Geralmente preocupo-me com o ambiente (em especial com a vida animal) e, por isso, decidi ver um pouco do Live Earth. Foi uma decisão que mantive durante pouco tempo, porque apesar dos meus interesses ambientais e musicais, a minha paciência para aturar as hipocrisias associadas tem limites.

Chateiam-me solenemente as mensagens de rodapé do tipo "acendam velas porque é romântico e gasta menos energia", "separem o lixo", "usem energia solar", and so on... Será que estas pessoas querem convencer-me que não vão de carro para o trabalho, que não usam roupas e sapatos que implicam a morte de animais e gastos energéticos, que não usam ambientadores e desinfectantes e que, se tiverem publicidade no pára-brisas do carro, guardam o papel para levá-lo ao ecoponto? Já para não falar que, para mandarem as sms para o programa, utilizaram o telemóvel e, consequentemente, gastaram energia. Algumas sugestões: vamos demolir as casas, plantar árvores, despir as roupas, e vamos viver para o bosque, com uma mão na frente e outra atrás, esperar que a fruta caia das árvores para podermos comê-la.

E o argumento do "vamos fazer um mundo melhor para os nossos filhos e netos". Mas filhos e netos de quem? Se eu não tiver filhos nem netos posso estar-me borrifando? Perguntem aos vossos filhos e netos se gostavam de viver sem televisão, computador, leitor de DVD, mp3, playstation, etc.

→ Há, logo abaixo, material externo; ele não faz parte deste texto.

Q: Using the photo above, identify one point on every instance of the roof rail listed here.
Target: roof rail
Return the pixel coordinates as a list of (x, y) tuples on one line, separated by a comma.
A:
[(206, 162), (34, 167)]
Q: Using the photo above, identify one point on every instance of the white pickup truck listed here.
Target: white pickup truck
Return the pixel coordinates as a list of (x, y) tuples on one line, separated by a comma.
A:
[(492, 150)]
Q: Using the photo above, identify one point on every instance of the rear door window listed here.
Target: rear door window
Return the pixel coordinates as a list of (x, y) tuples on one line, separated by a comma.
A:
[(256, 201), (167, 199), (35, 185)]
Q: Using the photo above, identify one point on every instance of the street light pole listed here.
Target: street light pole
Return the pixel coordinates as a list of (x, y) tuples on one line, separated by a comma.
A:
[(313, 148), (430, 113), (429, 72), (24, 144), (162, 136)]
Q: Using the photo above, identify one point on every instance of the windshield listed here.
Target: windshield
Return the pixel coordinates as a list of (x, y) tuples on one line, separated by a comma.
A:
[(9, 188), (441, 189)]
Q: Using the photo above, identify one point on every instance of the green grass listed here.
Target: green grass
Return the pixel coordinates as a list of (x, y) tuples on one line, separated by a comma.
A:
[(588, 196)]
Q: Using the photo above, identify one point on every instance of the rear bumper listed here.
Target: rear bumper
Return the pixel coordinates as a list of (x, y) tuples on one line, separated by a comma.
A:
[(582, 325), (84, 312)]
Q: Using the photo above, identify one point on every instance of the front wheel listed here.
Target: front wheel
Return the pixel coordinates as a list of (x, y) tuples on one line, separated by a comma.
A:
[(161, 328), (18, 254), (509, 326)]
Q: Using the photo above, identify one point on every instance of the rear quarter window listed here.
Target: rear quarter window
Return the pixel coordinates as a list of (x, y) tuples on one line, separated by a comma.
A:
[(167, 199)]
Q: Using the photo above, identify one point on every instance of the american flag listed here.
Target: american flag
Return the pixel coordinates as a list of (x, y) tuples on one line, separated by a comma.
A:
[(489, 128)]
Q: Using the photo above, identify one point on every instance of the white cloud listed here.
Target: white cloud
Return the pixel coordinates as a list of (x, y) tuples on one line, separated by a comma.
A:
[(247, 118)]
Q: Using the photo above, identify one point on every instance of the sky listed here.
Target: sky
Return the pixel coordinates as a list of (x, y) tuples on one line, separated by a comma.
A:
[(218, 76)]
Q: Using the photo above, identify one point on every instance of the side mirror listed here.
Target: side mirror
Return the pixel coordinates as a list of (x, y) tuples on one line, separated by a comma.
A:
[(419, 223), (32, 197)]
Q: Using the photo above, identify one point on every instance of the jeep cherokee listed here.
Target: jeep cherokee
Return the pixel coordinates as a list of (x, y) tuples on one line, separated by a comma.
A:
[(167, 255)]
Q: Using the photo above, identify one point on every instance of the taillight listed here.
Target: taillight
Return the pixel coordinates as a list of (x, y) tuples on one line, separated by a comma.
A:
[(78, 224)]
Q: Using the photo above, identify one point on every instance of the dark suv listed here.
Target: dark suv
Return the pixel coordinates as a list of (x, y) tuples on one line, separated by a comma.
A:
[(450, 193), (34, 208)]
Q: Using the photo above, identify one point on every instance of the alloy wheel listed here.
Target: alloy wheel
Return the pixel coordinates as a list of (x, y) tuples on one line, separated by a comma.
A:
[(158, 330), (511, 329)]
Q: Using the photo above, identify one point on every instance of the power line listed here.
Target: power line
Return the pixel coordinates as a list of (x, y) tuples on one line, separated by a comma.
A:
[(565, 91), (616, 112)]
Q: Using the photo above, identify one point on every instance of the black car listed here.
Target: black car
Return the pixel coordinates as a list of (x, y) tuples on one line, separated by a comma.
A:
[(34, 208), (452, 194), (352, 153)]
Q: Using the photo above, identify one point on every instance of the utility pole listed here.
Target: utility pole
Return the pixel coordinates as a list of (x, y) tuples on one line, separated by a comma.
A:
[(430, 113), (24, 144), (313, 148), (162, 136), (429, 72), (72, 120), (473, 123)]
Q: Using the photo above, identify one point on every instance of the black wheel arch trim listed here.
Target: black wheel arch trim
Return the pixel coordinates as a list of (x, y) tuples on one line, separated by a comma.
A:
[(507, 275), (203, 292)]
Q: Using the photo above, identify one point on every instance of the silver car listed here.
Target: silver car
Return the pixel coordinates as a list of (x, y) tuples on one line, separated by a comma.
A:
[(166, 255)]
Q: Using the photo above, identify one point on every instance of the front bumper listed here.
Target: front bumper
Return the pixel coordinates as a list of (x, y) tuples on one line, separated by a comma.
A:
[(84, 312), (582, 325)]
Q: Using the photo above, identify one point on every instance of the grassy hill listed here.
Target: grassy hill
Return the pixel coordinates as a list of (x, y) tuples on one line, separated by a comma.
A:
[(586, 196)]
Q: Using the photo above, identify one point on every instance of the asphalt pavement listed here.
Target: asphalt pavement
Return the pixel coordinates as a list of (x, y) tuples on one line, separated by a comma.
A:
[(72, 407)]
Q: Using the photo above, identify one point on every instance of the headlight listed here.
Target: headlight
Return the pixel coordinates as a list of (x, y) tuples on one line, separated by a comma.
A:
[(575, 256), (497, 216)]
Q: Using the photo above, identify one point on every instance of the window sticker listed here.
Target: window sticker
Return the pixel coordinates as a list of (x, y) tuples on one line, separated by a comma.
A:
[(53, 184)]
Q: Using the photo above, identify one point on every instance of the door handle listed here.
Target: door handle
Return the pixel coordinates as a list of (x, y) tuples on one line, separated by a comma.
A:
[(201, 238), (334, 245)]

Depois digam-me as respostas para eu ver se os filhos e netos estão, de facto, interessados em viver num mundo melhor, ou se simplesmente querem viver confortavelmente no mundo que têm. Abdiquem das comodidades primeiro e depois, quando estiverem de novo no tempo das cavernas, a matarem-se à mocada por um naco de carne crua, vejam lá se não preferiam a carninha comprada no supermercado, para o qual se deslocaram de carro, que transportaram em sacos de plástico, que é preparada num fogão e à qual juntam uma quantidade de ingredientes manipulados industrialmente e embalados.

E a propósito de comida, para mim o cúmulo foi quando o Nuno Markl disse que tinha ido comer uma carcaça e que tinha mandado um bocado fora, ao que a Catarina Furtado perguntou se ele tinha dado um beijinho no pão antes de o pôr no lixo. Isto porque, segundo ela, tinha mandado fora algo indispensável e que fazia falta a muita gente... Acho que os neurónios da Catarina estavam em greve ou em Hamburgo a ouvir algum concerto! Em primeiro porque, se até para os animais "os restos não são uma alimentação completa", acho que a suposta solidariedade da Catarina devia levá-la a dar aos pobrezinhos comida em primeira mão, e não aquilo que são os restos dos outros. Em segundo, imaginem esta situação: eu sou uma criancinha africana (por exemplo, da Etiópia), já vi a minha família toda a morrer pelos mais variados motivos, tenho a barriga grande de fome e já nem tenho forças para enxotar as moscas que tenho à volta dos olhos e, de repente, alguém passa por mim e diz-me "olha, acabei de mandar fora um bocado de pão, mas não fiques lixado porque eu dei-lhe um beijinhos antes, já que é algo tão precioso para ti". Acho que, nesse momento, se conseguisse reunir forças para alguma coisa, seria para partir a cara ao cabrão que me dissesse isso. Depois podia morrer em paz!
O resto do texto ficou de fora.